Anxiety, motivation, and self-care were assessed by observing exploratory behaviour in risky situations, and based on how well a mouse groomed itself. Based on the results, researchers split the mice into stress-resilient and stress-sensitive groups.

Fascinatingly, these two groups had distinctly different microbiomes.

Stress-resilient mice carried microbial communities enriched in bacteria such as Lactobacillus, Prevotella (a microbium prevalent in many Indian gut biomes) and Akkermansia, which helped maintain the integrity of the gut barrier. Stress-sensitive mice, by contrast, favoured other species and developed a leaky colon that allowed inflammatory signals to reach the brain. There, these signals activated microglia, the brain’s immune cells, triggering excessive pruning of synapses in the hippocampus, a region central to mood regulation and stress control.
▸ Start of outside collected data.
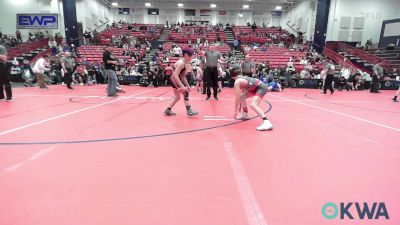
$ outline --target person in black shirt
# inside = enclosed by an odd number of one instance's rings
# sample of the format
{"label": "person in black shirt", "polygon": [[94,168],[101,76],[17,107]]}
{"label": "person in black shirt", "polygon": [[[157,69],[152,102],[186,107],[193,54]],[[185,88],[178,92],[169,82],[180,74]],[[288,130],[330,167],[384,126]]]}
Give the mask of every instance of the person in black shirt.
{"label": "person in black shirt", "polygon": [[7,62],[7,50],[0,45],[0,101],[4,100],[4,91],[6,92],[6,101],[12,100],[10,70],[11,64]]}
{"label": "person in black shirt", "polygon": [[117,97],[118,78],[115,73],[115,66],[118,65],[118,61],[114,59],[109,48],[106,48],[105,51],[103,52],[103,63],[104,63],[104,72],[108,78],[107,96]]}
{"label": "person in black shirt", "polygon": [[344,76],[341,76],[338,81],[338,90],[342,91],[343,89],[349,91],[350,85],[347,83],[347,80],[344,78]]}

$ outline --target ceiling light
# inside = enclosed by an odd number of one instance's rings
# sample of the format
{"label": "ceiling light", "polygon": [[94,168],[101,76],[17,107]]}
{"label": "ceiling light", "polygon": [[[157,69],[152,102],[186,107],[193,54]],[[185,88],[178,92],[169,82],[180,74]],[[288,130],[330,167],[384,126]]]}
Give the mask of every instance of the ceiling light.
{"label": "ceiling light", "polygon": [[118,2],[111,3],[112,6],[118,6]]}
{"label": "ceiling light", "polygon": [[276,10],[281,10],[281,9],[282,9],[282,6],[278,5],[278,6],[275,7],[275,9],[276,9]]}
{"label": "ceiling light", "polygon": [[238,16],[239,16],[239,17],[243,17],[243,14],[242,14],[242,13],[239,13]]}
{"label": "ceiling light", "polygon": [[183,7],[183,3],[178,3],[178,7]]}
{"label": "ceiling light", "polygon": [[151,3],[150,2],[146,2],[146,3],[144,3],[144,5],[147,6],[147,7],[150,7]]}
{"label": "ceiling light", "polygon": [[249,5],[243,5],[243,9],[248,9]]}
{"label": "ceiling light", "polygon": [[211,4],[210,7],[211,8],[217,8],[217,4]]}

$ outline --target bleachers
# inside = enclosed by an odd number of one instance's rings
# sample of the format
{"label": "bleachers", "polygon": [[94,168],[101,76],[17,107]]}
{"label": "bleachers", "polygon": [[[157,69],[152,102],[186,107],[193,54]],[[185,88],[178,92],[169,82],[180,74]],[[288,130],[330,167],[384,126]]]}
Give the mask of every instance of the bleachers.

Again, the gamechanger proved to be a transplant of “good” microbes from resilient mice into the so-called naïve mice. These naïve mice then began exhibiting stress resilience. Bacteria, rather than manners, maketh the man, it would appear; or, at the very least, maketh the mouse. Or, as is most likely, maketh mice and men.

The tragedy is that most of us don’t get anywhere near enough fibre.

In these fractious times, with changing climate, artificial intelligence and incandescent geopolitics, it is easy to feel overwhelmed, and seems almost esoteric to write about something as prosaic as fibre. But as these mice, swimming in a container or exploring a maze hanging several feet off the ground, show: We cannot wish away the stresses, but with a healthy microbiome, perhaps we can swim a little longer. And maybe, just maybe, that will be enough.